Как-то в 50-х годах я увидел в запаснике Русского музея в Ленинграде небольшую вещь Филонова — «Цветы мирового расцвета»[625], мне ранее неизвестную. Она меня поразила и врезалась в память. Это абстракция, состоящая из вертикальных волнистых, предельно напряженных форм, объединенных единым колоритом. В этой работе заключено неподдельное, волнующее чувство.
Никто другой, кроме Филонова, это создать не мог.
Филонов действительно был «исследователем и изобретателем», и для его оценки необходим серьезный и глубокий анализ, тем более что во всем мировом искусстве нет ничего подобного Филонову.
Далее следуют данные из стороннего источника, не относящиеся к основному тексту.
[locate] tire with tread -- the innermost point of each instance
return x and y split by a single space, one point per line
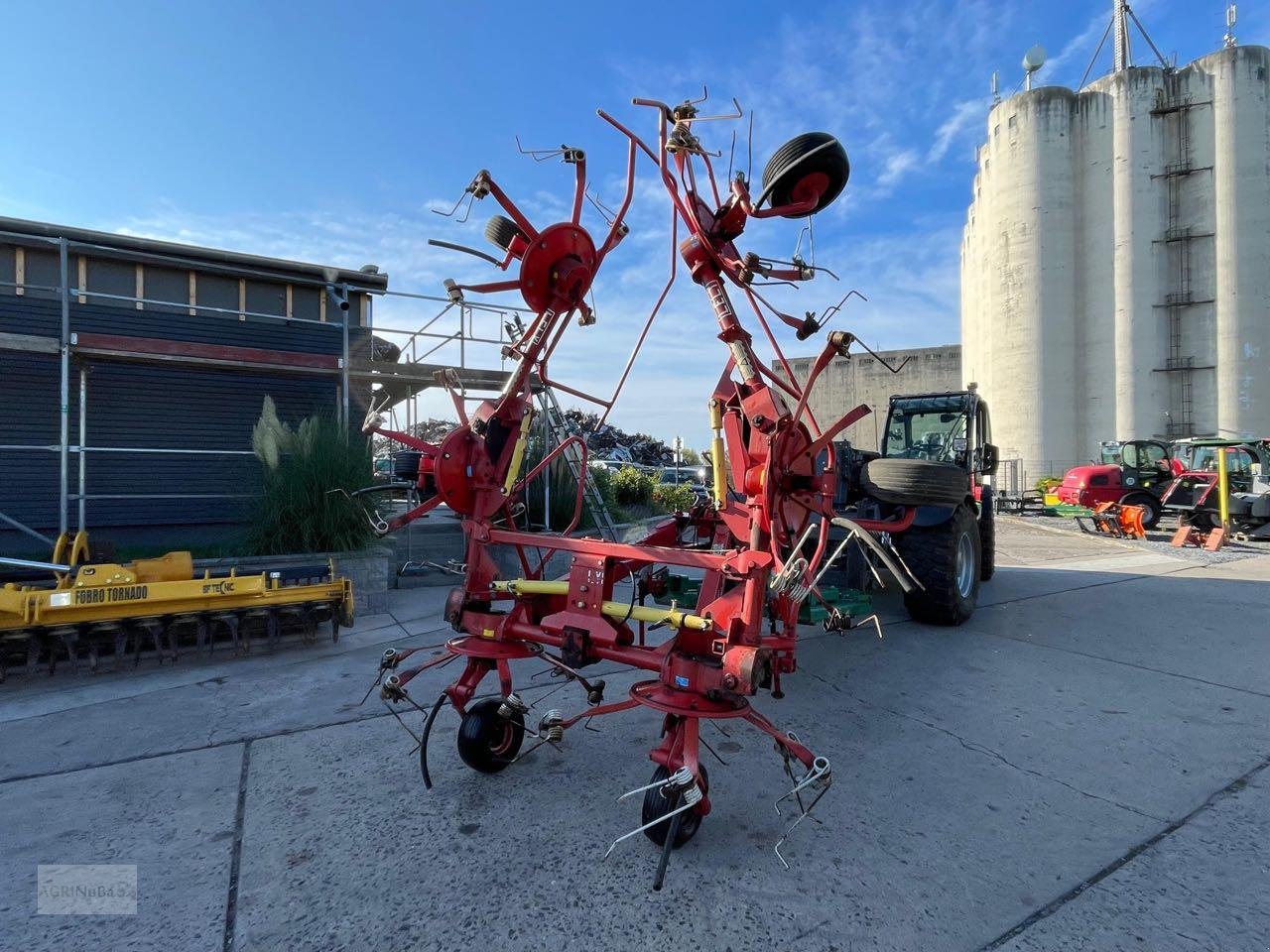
792 163
931 555
657 805
486 740
987 537
500 231
915 481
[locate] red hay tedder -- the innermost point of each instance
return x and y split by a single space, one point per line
761 540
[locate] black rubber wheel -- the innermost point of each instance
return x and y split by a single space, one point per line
947 560
656 803
987 536
915 481
500 230
486 740
803 157
1153 508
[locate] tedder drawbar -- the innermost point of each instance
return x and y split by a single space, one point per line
761 543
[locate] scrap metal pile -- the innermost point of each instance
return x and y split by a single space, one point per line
761 543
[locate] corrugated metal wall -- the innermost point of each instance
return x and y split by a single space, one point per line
155 405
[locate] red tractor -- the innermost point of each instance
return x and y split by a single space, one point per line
1133 472
1194 493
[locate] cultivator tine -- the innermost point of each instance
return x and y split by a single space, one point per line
817 777
202 633
230 621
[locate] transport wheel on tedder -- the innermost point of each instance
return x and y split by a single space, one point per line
945 558
488 740
657 803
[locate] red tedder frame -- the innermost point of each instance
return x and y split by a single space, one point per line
761 542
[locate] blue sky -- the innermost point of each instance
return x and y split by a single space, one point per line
327 132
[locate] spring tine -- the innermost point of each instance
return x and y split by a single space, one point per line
794 825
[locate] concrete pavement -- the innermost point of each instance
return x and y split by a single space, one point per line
1080 766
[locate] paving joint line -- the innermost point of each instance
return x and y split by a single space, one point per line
988 752
236 857
285 733
1124 860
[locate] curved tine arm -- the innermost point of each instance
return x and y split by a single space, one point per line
824 442
879 358
817 370
579 188
509 207
654 103
621 212
667 179
452 246
780 354
652 316
714 184
874 546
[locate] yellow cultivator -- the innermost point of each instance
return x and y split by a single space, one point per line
160 603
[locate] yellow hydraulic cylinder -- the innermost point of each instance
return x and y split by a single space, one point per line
615 610
716 460
1223 486
513 471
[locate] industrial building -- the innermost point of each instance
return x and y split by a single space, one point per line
132 372
865 380
1115 264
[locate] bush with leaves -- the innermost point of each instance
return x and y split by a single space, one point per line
1048 484
674 499
298 512
633 486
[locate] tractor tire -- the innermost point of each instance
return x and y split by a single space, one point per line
947 560
915 481
794 162
987 539
486 740
1152 506
657 805
500 231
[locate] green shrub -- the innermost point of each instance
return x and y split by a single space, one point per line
298 512
633 486
1048 484
674 499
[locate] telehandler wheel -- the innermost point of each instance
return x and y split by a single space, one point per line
1151 518
945 558
987 540
486 740
915 481
500 231
656 803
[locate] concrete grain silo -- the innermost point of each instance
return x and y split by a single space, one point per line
1115 261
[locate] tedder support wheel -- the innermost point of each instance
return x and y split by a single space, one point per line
500 230
987 537
488 742
945 558
1151 518
915 481
815 162
657 803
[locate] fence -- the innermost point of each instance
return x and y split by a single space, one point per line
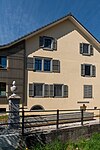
44 119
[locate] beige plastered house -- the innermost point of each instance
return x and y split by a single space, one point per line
59 67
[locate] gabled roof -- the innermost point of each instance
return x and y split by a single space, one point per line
70 17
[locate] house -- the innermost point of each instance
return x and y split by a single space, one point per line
55 67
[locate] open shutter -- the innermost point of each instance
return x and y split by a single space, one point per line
82 69
87 91
81 48
55 44
46 90
56 66
93 71
41 43
65 91
51 94
29 63
31 90
91 49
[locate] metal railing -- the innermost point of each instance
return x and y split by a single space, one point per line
44 119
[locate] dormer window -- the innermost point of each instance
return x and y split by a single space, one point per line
3 62
86 49
48 43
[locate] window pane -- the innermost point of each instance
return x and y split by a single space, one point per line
2 89
38 64
47 42
47 64
86 48
57 90
87 91
88 70
3 61
38 89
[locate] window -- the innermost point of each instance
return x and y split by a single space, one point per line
38 64
2 89
58 90
43 64
48 43
86 49
87 91
48 90
3 62
38 89
88 70
47 65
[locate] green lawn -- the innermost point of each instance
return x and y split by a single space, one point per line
84 144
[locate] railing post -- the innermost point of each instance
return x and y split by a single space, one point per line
82 110
99 116
22 121
57 123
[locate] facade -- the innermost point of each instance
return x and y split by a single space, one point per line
55 67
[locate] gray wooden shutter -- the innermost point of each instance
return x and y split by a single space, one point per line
91 49
31 90
51 94
29 63
81 48
46 90
65 91
87 91
93 71
41 41
82 69
56 66
55 44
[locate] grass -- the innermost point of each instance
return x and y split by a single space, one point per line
4 118
84 144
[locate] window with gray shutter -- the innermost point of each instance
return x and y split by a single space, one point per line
88 70
46 90
93 71
87 91
30 63
51 94
91 49
82 69
47 43
56 66
55 44
86 49
81 48
31 90
38 90
65 90
41 43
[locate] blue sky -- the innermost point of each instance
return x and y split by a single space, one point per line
20 17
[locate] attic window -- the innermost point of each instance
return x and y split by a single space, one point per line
48 43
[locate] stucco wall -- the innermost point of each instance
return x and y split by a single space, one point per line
68 52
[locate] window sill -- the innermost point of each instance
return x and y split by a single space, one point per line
47 49
1 96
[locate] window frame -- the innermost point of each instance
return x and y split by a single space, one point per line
89 87
90 49
4 95
92 70
58 92
38 96
1 65
44 41
42 67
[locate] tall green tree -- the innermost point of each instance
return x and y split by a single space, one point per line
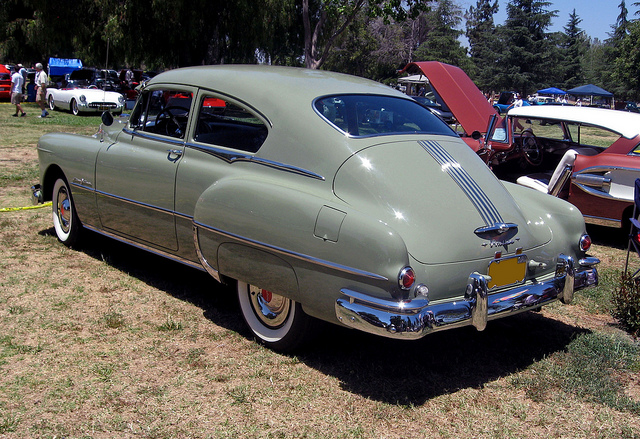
573 48
627 64
326 20
483 42
529 55
441 42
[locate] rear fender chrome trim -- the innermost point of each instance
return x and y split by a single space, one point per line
234 156
292 254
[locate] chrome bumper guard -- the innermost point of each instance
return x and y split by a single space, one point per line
413 319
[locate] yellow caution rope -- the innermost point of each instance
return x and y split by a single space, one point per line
14 209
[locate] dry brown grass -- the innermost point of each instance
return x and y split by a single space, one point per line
106 341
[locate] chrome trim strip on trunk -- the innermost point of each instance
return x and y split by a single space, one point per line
296 255
601 221
463 179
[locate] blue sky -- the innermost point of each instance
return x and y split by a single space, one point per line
597 15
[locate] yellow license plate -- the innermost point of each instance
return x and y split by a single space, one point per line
507 271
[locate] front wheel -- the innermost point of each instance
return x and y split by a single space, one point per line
65 218
278 322
74 107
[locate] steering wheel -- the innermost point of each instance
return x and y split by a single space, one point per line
172 116
531 148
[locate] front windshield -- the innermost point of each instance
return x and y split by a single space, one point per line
372 115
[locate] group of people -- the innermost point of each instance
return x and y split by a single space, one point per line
18 85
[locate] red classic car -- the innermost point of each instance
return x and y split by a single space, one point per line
600 153
544 147
476 115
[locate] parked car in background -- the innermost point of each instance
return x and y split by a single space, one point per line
319 196
79 99
506 100
594 158
107 79
91 78
5 83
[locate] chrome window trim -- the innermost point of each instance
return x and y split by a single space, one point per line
351 136
148 136
235 156
296 255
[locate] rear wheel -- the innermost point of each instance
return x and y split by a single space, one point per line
74 107
278 322
65 218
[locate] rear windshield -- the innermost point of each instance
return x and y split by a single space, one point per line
367 115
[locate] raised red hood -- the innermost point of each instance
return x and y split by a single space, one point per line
459 93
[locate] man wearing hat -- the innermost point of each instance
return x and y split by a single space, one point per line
17 81
41 89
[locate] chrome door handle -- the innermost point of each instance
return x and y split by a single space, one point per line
173 154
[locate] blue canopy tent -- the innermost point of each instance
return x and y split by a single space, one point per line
551 91
591 91
62 66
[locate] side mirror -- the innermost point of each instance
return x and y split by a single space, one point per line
107 119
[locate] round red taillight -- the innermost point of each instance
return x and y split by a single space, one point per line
406 278
585 243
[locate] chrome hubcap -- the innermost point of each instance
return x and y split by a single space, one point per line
271 309
64 210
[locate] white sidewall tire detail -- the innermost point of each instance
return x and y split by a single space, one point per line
66 233
264 333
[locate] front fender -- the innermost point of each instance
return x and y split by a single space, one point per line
73 157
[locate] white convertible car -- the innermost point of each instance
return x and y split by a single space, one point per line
84 100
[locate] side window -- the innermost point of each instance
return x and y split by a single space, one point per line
163 112
540 127
226 124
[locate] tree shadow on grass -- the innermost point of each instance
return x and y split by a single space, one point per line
378 368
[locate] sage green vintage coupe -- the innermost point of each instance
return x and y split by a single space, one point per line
321 196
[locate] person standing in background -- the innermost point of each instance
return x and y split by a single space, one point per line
17 81
41 89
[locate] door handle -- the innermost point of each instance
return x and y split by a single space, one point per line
173 155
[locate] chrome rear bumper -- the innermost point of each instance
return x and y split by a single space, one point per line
412 319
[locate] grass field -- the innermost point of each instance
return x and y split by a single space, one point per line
106 341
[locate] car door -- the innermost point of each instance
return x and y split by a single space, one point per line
135 177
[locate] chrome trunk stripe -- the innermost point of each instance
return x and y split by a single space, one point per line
469 186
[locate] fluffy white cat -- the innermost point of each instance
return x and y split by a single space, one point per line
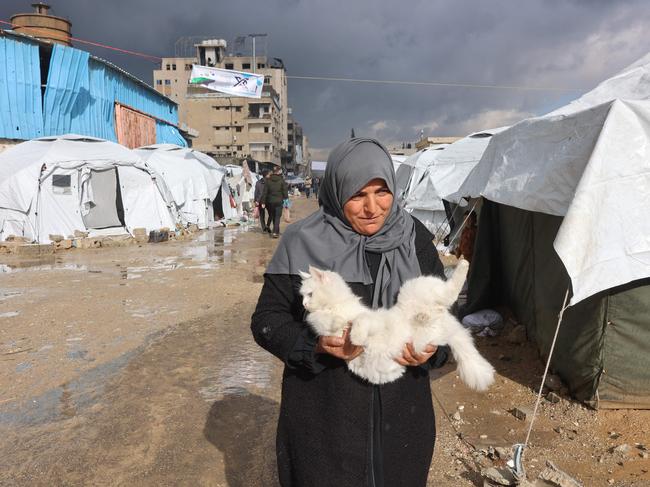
421 315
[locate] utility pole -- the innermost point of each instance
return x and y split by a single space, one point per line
254 36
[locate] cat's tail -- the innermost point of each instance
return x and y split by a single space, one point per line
476 372
455 283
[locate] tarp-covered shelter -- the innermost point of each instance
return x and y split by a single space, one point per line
566 204
194 179
56 185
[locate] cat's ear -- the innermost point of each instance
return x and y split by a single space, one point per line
317 273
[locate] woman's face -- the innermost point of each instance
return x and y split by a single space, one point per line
367 210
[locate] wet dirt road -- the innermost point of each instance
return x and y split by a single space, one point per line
135 366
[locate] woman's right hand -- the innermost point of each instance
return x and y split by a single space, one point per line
340 347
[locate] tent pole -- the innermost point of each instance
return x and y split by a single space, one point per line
520 448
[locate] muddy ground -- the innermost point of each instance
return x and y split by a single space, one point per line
135 366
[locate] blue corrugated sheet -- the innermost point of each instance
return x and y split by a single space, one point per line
81 94
169 135
67 97
21 114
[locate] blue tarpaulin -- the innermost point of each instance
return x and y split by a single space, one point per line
21 114
79 98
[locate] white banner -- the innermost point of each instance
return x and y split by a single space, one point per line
235 83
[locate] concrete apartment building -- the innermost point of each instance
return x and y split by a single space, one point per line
297 155
230 128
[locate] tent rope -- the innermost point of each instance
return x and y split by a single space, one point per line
469 213
548 363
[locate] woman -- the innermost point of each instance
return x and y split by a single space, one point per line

Могу это утверждать, так как я видел все самое яркое, что есть в мировом искусстве.
В Филонове нет ничего спекулятивного, мистифицирующего, вводящего в заблуждение, кроме, может быть, некоторых названий картин, и неизменно во всем, что он создал, присутствует удивительный, нечеловеческий труд, фантастический, не имеющий примеров для сравнения.
Я взбунтовался против Филонова потому, что моя человеческая природа была иной, чем у него, и требовала иного творческого пути. Но длительное общение с такой мощной творческой личностью, как Филонов, не могло пройти даром, и я с огромным усилием освобождался от его влияния.